I processed some of that time “out loud” on social media. I held up a fragile and unpolished heart and allowed you in. I saw it as my holy work to notice and name the treasures I would find along this path of pain. I hoped that it would keep my head above water.
I’ve been thinking a lot about what it was like to stand at the foot of that muddy mountain in the rain and what I learned during that climb. I made it through the first half of 2018 thanks to my good friends, Jesus and vast amounts of dry shampoo. Good friends brought meals, groceries and helped love my kids on days when I couldn’t get out of bed. I learned to say yes to help. I learned how to be humble and receive. Jesus gave me promises and hope that kept me wanting to live each day. Someday soon I’m gettin’ a crown of life (James 1), even though I’m falling apart I’m being renewed on the inside each day (2 Cor. 4), nothing can separate me from his love (Romans 8), that he himself will restore, confirm, strengthen and establish me (1 Peter 5:10), he is always at work for my “forever good” (Romans 8). Joy isn’t having a well-curated life. Peace isn’t having a life without difficulty. Blessing doesn’t mean you got the one thing you've always wanted.
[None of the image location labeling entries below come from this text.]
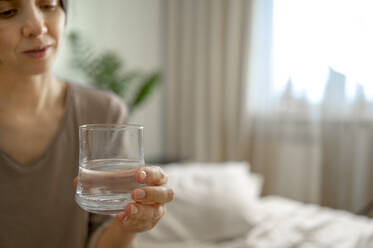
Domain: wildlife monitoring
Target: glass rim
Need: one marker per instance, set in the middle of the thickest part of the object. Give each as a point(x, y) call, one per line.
point(110, 126)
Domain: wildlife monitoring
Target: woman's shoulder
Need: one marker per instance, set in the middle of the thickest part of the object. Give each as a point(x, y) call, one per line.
point(98, 105)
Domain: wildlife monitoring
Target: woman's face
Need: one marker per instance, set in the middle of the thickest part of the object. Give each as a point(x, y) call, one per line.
point(30, 34)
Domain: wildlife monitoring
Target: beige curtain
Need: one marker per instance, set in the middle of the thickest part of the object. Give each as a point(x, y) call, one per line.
point(218, 107)
point(204, 77)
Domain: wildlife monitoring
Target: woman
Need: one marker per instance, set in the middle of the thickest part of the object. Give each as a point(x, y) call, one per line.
point(39, 119)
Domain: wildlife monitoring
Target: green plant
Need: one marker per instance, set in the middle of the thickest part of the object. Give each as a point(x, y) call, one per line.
point(106, 71)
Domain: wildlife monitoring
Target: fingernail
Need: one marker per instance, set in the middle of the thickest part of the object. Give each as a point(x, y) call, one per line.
point(139, 194)
point(122, 216)
point(134, 209)
point(142, 175)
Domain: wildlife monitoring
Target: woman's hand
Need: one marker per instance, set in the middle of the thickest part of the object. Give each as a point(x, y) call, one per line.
point(149, 205)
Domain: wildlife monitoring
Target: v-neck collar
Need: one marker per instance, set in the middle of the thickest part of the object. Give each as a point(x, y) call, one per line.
point(36, 163)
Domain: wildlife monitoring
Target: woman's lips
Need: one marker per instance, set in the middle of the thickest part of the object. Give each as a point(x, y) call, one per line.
point(37, 53)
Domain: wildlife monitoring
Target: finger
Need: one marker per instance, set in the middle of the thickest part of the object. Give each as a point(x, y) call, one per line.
point(75, 181)
point(138, 213)
point(153, 194)
point(151, 175)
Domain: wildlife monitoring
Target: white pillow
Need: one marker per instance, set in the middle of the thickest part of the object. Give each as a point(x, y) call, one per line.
point(213, 201)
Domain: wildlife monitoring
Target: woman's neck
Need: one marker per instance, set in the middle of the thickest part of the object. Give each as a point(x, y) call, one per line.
point(30, 94)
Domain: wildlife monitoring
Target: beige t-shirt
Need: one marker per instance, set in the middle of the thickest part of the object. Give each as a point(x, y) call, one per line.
point(37, 206)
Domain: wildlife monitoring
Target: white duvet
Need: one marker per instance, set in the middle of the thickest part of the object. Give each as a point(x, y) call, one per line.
point(290, 224)
point(218, 206)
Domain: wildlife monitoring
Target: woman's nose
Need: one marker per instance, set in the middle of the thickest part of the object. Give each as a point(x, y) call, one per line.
point(34, 25)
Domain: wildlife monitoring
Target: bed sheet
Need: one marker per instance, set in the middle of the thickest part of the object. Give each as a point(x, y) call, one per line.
point(290, 224)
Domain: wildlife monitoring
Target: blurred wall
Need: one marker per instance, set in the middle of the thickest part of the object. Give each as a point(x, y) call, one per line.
point(132, 28)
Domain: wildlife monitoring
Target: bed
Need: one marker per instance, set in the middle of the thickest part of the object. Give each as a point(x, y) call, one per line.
point(218, 205)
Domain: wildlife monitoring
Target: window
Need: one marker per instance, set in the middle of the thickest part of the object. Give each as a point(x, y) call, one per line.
point(323, 46)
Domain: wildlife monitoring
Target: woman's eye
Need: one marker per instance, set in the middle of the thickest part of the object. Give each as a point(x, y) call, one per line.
point(8, 13)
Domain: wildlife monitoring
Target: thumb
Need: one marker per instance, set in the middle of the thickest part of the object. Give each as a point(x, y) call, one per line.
point(75, 181)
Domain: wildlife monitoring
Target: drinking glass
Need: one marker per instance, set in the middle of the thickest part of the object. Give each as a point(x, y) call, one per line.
point(109, 156)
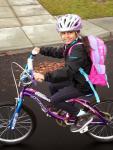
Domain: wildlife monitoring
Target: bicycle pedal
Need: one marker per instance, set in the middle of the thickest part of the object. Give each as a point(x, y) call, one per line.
point(85, 129)
point(48, 115)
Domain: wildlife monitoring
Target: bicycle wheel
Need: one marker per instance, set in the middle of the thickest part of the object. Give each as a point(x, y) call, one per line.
point(25, 124)
point(103, 133)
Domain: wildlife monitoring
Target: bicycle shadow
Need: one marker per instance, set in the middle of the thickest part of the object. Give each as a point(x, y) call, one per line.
point(99, 146)
point(21, 146)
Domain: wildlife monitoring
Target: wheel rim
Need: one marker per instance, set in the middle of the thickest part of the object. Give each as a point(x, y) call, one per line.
point(103, 132)
point(22, 129)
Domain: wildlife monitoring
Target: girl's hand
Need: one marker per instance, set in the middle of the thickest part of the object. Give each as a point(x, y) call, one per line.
point(36, 51)
point(39, 77)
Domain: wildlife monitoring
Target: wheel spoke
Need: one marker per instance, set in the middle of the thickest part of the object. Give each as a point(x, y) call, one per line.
point(23, 125)
point(103, 132)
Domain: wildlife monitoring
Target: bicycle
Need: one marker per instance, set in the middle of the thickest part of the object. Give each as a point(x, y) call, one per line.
point(18, 122)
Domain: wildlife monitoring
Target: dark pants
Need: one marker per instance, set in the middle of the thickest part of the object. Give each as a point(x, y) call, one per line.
point(60, 92)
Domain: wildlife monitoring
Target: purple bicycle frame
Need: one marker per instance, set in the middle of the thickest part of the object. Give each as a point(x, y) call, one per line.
point(36, 95)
I’ve started to hate the word blessing the more and more it’s been used as a hashtag. My kids smiled for this picture #blessed. Got the promotion and the new dream car and my kids are obedient and I lost 10 pounds all before Tuesday! #blessed.
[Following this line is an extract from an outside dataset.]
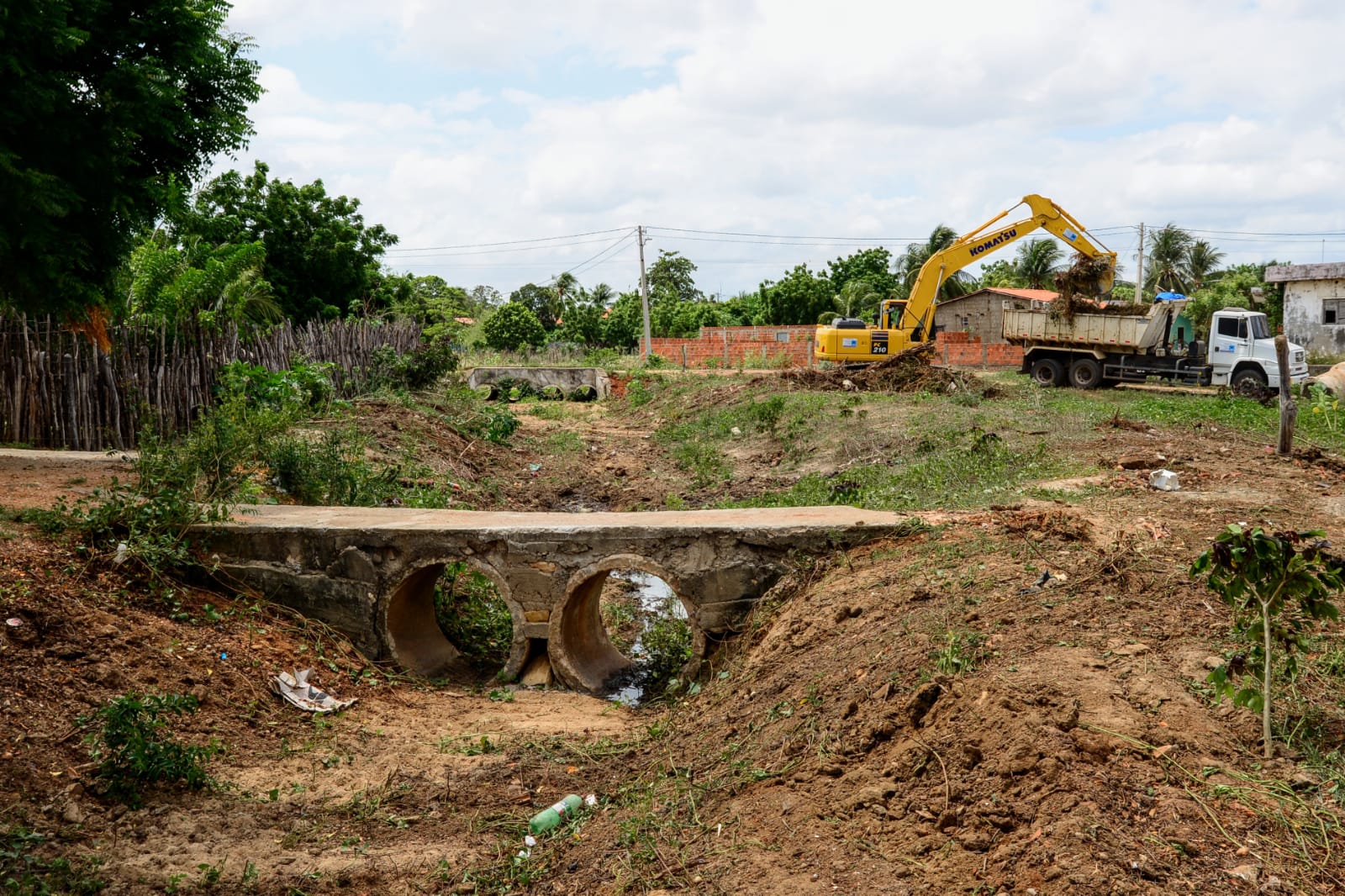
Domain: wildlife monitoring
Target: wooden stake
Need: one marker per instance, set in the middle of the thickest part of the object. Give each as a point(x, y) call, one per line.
point(1288, 409)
Blessed does not mean ease. It doesn't mean comfort. That’s #crap and if that’s what we believe we are buying a #lie. It’s mercy that in the midst of great suffering we can have joy. It’s having peace that passes understanding in the eye of a freaking hurricane. It’s having hope in a completely hopeless situation.
There’s really so much to say about the things that I learned this year, both at a practical level and a spiritual one. I learned to say yes and I learned to say no. I found myself drawn to other people who have also been to the edge. I found I really needed to choose wisely who to spend time with, who got my energy and who got to have a voice in my life. I set new boundaries, I dug deeper and have been more reflective than ever before. If I were to encapsulate the year into two words, I would say that I was broken and blessed. Both beyond all measure.
For God has caused me to be fruitful in the land of my affliction.